Hume,Adam Smith,1759,London,720
Hume,Rousseau,1766,London,1400
"""
with open("letters.csv", "w", encoding="utf-8") as f:
    f.write(raw)

# 1. Load and clean.
df = pd.read_csv("letters.csv", na_values=["n/a", "?"])
df["sender"] = df["sender"].str.strip().str.title()
df = df.dropna(subset=["word_count"])

# 2. Headline numbers.
print(f"{len(df)} letters")
print(f"Mean word count: {df['word_count'].mean():.0f}")
print(f"Total words:     {df['word_count'].sum():.0f}")

# 3. Top senders.
print("\nLetters per sender:")
print(df.groupby("sender").size().sort_values(ascending=False))

# 4. Letters per decade.
df["decade"] = (df["year"] // 10) * 10
print("\nLetters per decade:")
print(df.groupby("decade").size())

# 5. Save the cleaned data.
df.to_csv("letters_clean.csv", index=False)
print("\nwrote letters_clean.csv")

Six steps, twenty lines. That’s a respectable first cut at a quantitative analysis. The final to_csv is the export step from Lesson 22 — if anyone asks “what data did you use?”, you have a clean file you can hand over.

What this is the start of

Everything more sophisticated you’ll do with tabular DH data builds on the same shape:

Network analysis. Group by (sender, recipient) and you have an edge list ready for NetworkX.
Time-series. A column of years and a column of counts is exactly what you need to plot frequencies over time.
Comparative studies. Filter to two authors, run the same summary on each, compare.
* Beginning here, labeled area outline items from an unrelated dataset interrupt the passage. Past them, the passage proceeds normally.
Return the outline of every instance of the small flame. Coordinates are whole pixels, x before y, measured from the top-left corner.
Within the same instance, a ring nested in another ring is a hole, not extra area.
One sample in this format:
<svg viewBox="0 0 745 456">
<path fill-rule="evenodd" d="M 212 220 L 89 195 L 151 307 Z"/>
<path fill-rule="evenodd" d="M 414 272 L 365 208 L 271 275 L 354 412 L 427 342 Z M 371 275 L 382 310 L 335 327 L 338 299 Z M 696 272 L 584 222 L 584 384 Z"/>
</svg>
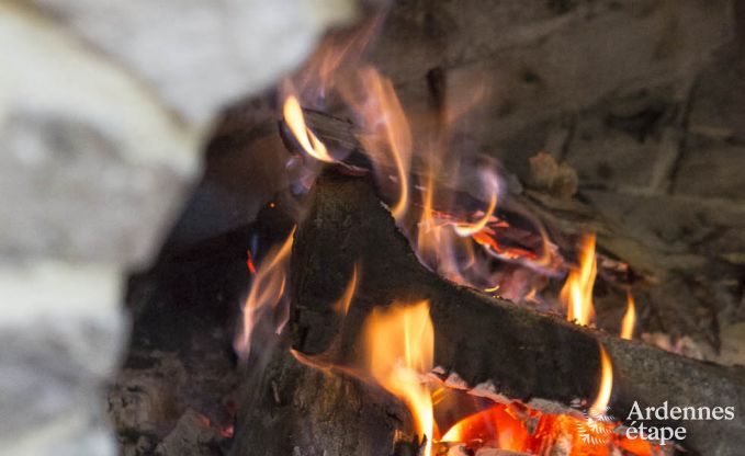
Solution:
<svg viewBox="0 0 745 456">
<path fill-rule="evenodd" d="M 391 213 L 396 221 L 400 221 L 409 207 L 411 128 L 390 79 L 372 67 L 362 68 L 359 78 L 363 94 L 347 94 L 347 101 L 361 117 L 359 125 L 363 133 L 358 135 L 358 139 L 379 175 L 385 175 L 388 169 L 394 168 L 398 196 Z M 380 181 L 385 185 L 386 179 Z"/>
<path fill-rule="evenodd" d="M 610 362 L 606 347 L 600 344 L 600 388 L 595 402 L 590 406 L 589 415 L 591 418 L 600 417 L 608 410 L 610 402 L 610 394 L 613 390 L 613 365 Z"/>
<path fill-rule="evenodd" d="M 326 146 L 318 139 L 318 137 L 311 132 L 311 128 L 305 124 L 305 116 L 303 109 L 295 95 L 287 95 L 284 100 L 284 107 L 282 109 L 284 122 L 297 139 L 297 142 L 303 147 L 303 150 L 316 160 L 327 163 L 334 163 L 336 160 L 328 155 Z"/>
<path fill-rule="evenodd" d="M 587 326 L 595 312 L 592 287 L 597 274 L 595 258 L 595 233 L 585 237 L 579 249 L 579 269 L 569 272 L 562 288 L 562 301 L 568 307 L 566 319 Z"/>
<path fill-rule="evenodd" d="M 422 375 L 432 369 L 434 330 L 429 303 L 394 304 L 374 309 L 365 323 L 365 343 L 372 377 L 404 400 L 414 417 L 417 434 L 425 436 L 425 455 L 432 448 L 434 415 L 430 389 Z"/>
<path fill-rule="evenodd" d="M 627 301 L 627 314 L 621 322 L 621 339 L 631 340 L 634 337 L 634 326 L 636 324 L 636 306 L 631 292 L 628 293 Z"/>
<path fill-rule="evenodd" d="M 354 264 L 352 277 L 349 280 L 345 293 L 339 300 L 334 304 L 334 310 L 341 316 L 346 316 L 347 312 L 349 312 L 349 305 L 352 304 L 352 297 L 354 296 L 354 292 L 357 292 L 357 269 L 358 266 Z"/>
<path fill-rule="evenodd" d="M 287 260 L 292 251 L 293 228 L 282 246 L 272 248 L 257 269 L 251 290 L 242 307 L 242 326 L 234 342 L 234 347 L 241 358 L 251 352 L 251 334 L 259 318 L 264 312 L 273 312 L 283 300 L 287 282 Z M 286 317 L 286 316 L 285 316 Z M 285 321 L 279 321 L 276 331 L 281 331 Z"/>
<path fill-rule="evenodd" d="M 497 193 L 498 193 L 498 183 L 497 183 L 497 176 L 496 174 L 489 173 L 487 181 L 489 183 L 489 189 L 492 192 L 492 196 L 489 197 L 489 205 L 484 213 L 484 216 L 476 223 L 474 224 L 456 224 L 453 229 L 455 230 L 455 233 L 462 238 L 466 238 L 470 236 L 473 236 L 486 227 L 486 224 L 492 218 L 492 215 L 494 214 L 494 209 L 497 208 Z"/>
</svg>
The cleaning + grouping + exporting loop you just walked is the loop. New libraries replace the analysis step with something fancier; the rest stays.

Try it yourself

Plot letters per decade with df.groupby("decade").size().plot.bar(). (Pandas has plotting built in via matplotlib.)
Build a correspondents DataFrame from df["sender"].unique() and df["recipient"].unique() joined together — the union of every name that appears.
Try a pivot table: pd.pivot_table(df, index="sender", columns="decade", values="word_count", aggfunc="sum"). What does it tell you that the grouped views didn’t?

Where to next

Part 6 takes you onto the open web. You’ll learn how to read HTML, fetch pages with requests, and parse them with BeautifulSoup — the trio behind most of the DH datasets you’ll ever build yourself.

Continue to Lesson 24: Finding HTML Code.

Running the code

This lesson uses pandas. Add it to your project once:

uv add pandas

Save any snippet to a file — say letters.py — and run it from your project folder:

uv run letters.py

uv run uses the project’s Python and dependencies automatically; no virtualenv to activate. If you haven’t set the project up yet, Lesson 01 walks through it.